2. Tagung der VI. Generalsynode der VELK in der DDR
27. Juni 1986
Information Nr. 300/86 über die 2. Tagung der IV. Generalsynode der Vereinigten Evangelisch-Lutherischen Kirche (VELK) in der DDR
Im Zeitraum vom 12. bis 15. Juni 1986 fand in Schwerin die 2. Tagung der IV. Generalsynode der Vereinigten Evangelisch-Lutherischen Kirche in der DDR statt, an der mit Ausnahme von Bischof Leich1 die zwei anderen Bischöfe sowie alle gewählten und berufenen Synodalen teilnahmen.
Als ausländische ökumenische Gäste wurden begrüßt: Pfarrer Roga/UdSSR,2 Evangelisch-Lutherische Kirche in Litauen, Oberkirchenrat Schmale/BRD,3 Lutherisches Kirchenamt der »VELKD« (BRD), Rektor a. D. Dräger/BRD,4 Vizepräsident der Generalsynode der »VELKD« (BRD), Dekan Mietz/Italien,5 Evangelisch-Lutherische Kirche in Italien, Pastorin Reuss/Österreich,6 zurzeit Halle/DDR, Evangelische Kirche Augsburgischen Bekenntnisses in Österreich, Referent Kunkel/Brasilien,7 Vertreter des Lutherischen Weltbundes (LWB)/Genf.
Bei der Synodaltagung waren zeitweilig die westlichen Korrespondenten Röder/epd,8 Jennerjahn/dpa,9 Heber/ARD-Hörfunk10 und Funk/ZDF11 mit Aufnahmeteam anwesend.

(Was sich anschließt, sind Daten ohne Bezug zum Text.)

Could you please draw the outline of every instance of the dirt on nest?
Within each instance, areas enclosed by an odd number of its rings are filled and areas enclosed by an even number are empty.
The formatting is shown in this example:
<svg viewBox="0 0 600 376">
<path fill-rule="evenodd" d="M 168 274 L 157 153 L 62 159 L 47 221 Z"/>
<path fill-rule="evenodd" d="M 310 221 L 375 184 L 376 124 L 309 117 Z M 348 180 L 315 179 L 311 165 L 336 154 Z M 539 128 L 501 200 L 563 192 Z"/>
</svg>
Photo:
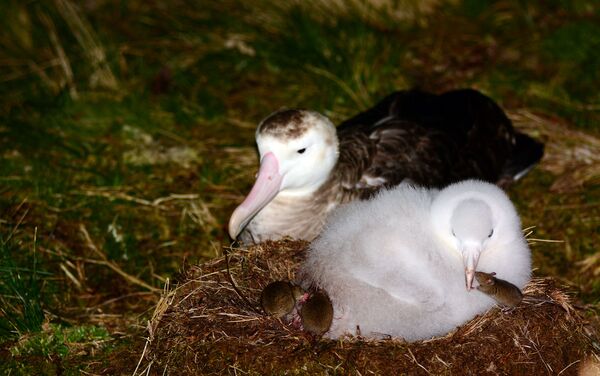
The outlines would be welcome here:
<svg viewBox="0 0 600 376">
<path fill-rule="evenodd" d="M 135 374 L 573 375 L 600 359 L 569 296 L 541 278 L 517 308 L 494 308 L 441 338 L 313 338 L 259 302 L 268 283 L 294 279 L 306 247 L 268 242 L 189 268 L 157 306 Z"/>
</svg>

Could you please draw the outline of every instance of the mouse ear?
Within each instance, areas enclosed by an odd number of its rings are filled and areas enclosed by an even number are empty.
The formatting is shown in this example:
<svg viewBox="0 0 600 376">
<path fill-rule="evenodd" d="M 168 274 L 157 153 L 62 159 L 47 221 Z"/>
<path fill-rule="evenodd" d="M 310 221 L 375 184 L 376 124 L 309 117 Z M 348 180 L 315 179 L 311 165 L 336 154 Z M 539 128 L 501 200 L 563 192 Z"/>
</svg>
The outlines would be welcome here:
<svg viewBox="0 0 600 376">
<path fill-rule="evenodd" d="M 496 272 L 491 272 L 490 274 L 491 274 L 491 275 L 496 275 Z"/>
<path fill-rule="evenodd" d="M 488 285 L 493 285 L 493 284 L 495 284 L 495 283 L 496 283 L 496 281 L 494 281 L 494 278 L 488 278 L 488 279 L 487 279 L 487 281 L 486 281 L 486 283 L 487 283 Z"/>
</svg>

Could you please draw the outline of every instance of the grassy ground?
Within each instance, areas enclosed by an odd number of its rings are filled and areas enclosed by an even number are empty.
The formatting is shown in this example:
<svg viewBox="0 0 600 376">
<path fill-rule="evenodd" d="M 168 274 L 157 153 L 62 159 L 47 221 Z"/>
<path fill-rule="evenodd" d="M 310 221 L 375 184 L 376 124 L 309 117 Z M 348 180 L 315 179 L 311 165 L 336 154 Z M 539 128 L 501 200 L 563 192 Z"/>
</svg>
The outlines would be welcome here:
<svg viewBox="0 0 600 376">
<path fill-rule="evenodd" d="M 411 87 L 474 87 L 572 140 L 511 194 L 561 241 L 533 247 L 536 273 L 599 307 L 597 2 L 75 4 L 0 5 L 0 373 L 89 372 L 139 344 L 165 282 L 229 242 L 262 117 L 341 121 Z"/>
</svg>

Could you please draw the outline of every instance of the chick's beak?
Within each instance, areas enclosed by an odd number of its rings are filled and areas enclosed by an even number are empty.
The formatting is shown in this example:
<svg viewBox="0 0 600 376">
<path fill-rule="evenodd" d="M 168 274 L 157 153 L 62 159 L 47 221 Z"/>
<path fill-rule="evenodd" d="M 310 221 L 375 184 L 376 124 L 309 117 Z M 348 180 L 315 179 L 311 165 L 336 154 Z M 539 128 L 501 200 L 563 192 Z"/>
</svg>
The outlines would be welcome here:
<svg viewBox="0 0 600 376">
<path fill-rule="evenodd" d="M 475 271 L 477 269 L 477 262 L 479 261 L 480 254 L 481 249 L 478 247 L 466 247 L 462 252 L 467 290 L 473 288 L 473 279 L 475 278 Z"/>
<path fill-rule="evenodd" d="M 279 193 L 282 180 L 277 158 L 271 152 L 266 153 L 260 161 L 254 186 L 229 218 L 229 236 L 232 239 L 236 239 L 252 218 Z"/>
</svg>

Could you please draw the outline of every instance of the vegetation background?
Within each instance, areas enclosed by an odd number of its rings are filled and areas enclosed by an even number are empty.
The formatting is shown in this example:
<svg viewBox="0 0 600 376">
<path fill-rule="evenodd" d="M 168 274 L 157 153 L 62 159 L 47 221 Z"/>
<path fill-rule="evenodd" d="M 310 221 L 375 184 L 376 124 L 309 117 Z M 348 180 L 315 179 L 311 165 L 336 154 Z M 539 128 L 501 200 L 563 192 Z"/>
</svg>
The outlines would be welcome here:
<svg viewBox="0 0 600 376">
<path fill-rule="evenodd" d="M 413 87 L 479 89 L 547 143 L 510 194 L 535 273 L 598 322 L 598 1 L 4 0 L 0 21 L 0 373 L 141 351 L 165 284 L 229 244 L 261 118 Z"/>
</svg>

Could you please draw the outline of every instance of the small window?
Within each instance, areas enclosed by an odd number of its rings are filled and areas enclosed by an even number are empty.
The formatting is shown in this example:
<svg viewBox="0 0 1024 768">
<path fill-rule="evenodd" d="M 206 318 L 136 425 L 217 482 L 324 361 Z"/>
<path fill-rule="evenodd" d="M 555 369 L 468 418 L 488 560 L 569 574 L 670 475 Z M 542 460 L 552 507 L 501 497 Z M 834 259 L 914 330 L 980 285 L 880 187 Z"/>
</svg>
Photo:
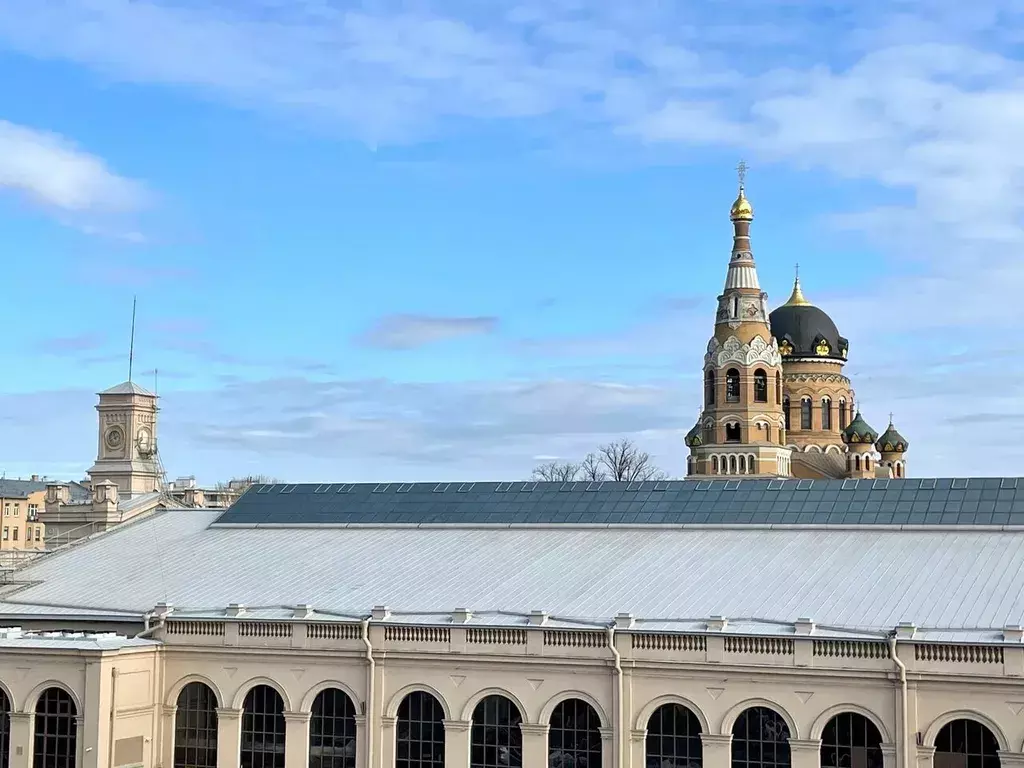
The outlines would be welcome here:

Mit Ausnahme des Beitrages von Hans-Rolf Dräger/BRD trugen die Grußworte der anderen ökumenischen Gäste theologischen Charakter. Dräger verwies unter Bezugnahme auf die Friedensverantwortung der Kirchen in der DDR und in der BRD auf die Notwendigkeit, sich dafür einzusetzen, dass von deutschem Boden nie mehr Krieg, sondern Frieden ausgehe.
Sein Gesamtverhalten war von Versuchen gekennzeichnet, die VELK in der DDR auf die Linie der »Vereinigten Evangelisch-Lutherischen Kirche in Deutschland« festzulegen.
Im Mittelpunkt der Synodaltagung stand die Behandlung innerkirchlicher Fragen. Die langwierige Erörterung insbesondere solcher Probleme, wie die Übertragung der Aufgaben der VELK an den Bund der Evangelischen Kirchen (BEK) in der DDR sowie des Fortbestandes bzw. der Auflösung der VELK in der DDR und der Kompromisscharakter dazu getroffener Festlegungen, widerspiegeln die krisenhafte Situation der drei Evangelisch-Lutherischen Gliedkirchen der VELK in der DDR, vor allem bezogen auf ihre künftige Struktur sowie eine gewisse Ausweglosigkeit hinsichtlich der Lösung anstehender aktueller innerkirchlicher Probleme.12
Im Unterschied zu vorangegangenen Synodaltagungen enthielt der Bericht des amtierenden leitenden Bischofs, Stier/Schwerin,13 auf der diesjährigen Generalsynode keine Aussagen zu den Grundfragen unserer Zeit. Obwohl die Synodalmaterialien Ansatzpunkte für politisch realistische Aussagen in der Diskussion zur Verantwortung der Christen im Kampf um die Erhaltung des Friedens boten, fand dies keine Beachtung.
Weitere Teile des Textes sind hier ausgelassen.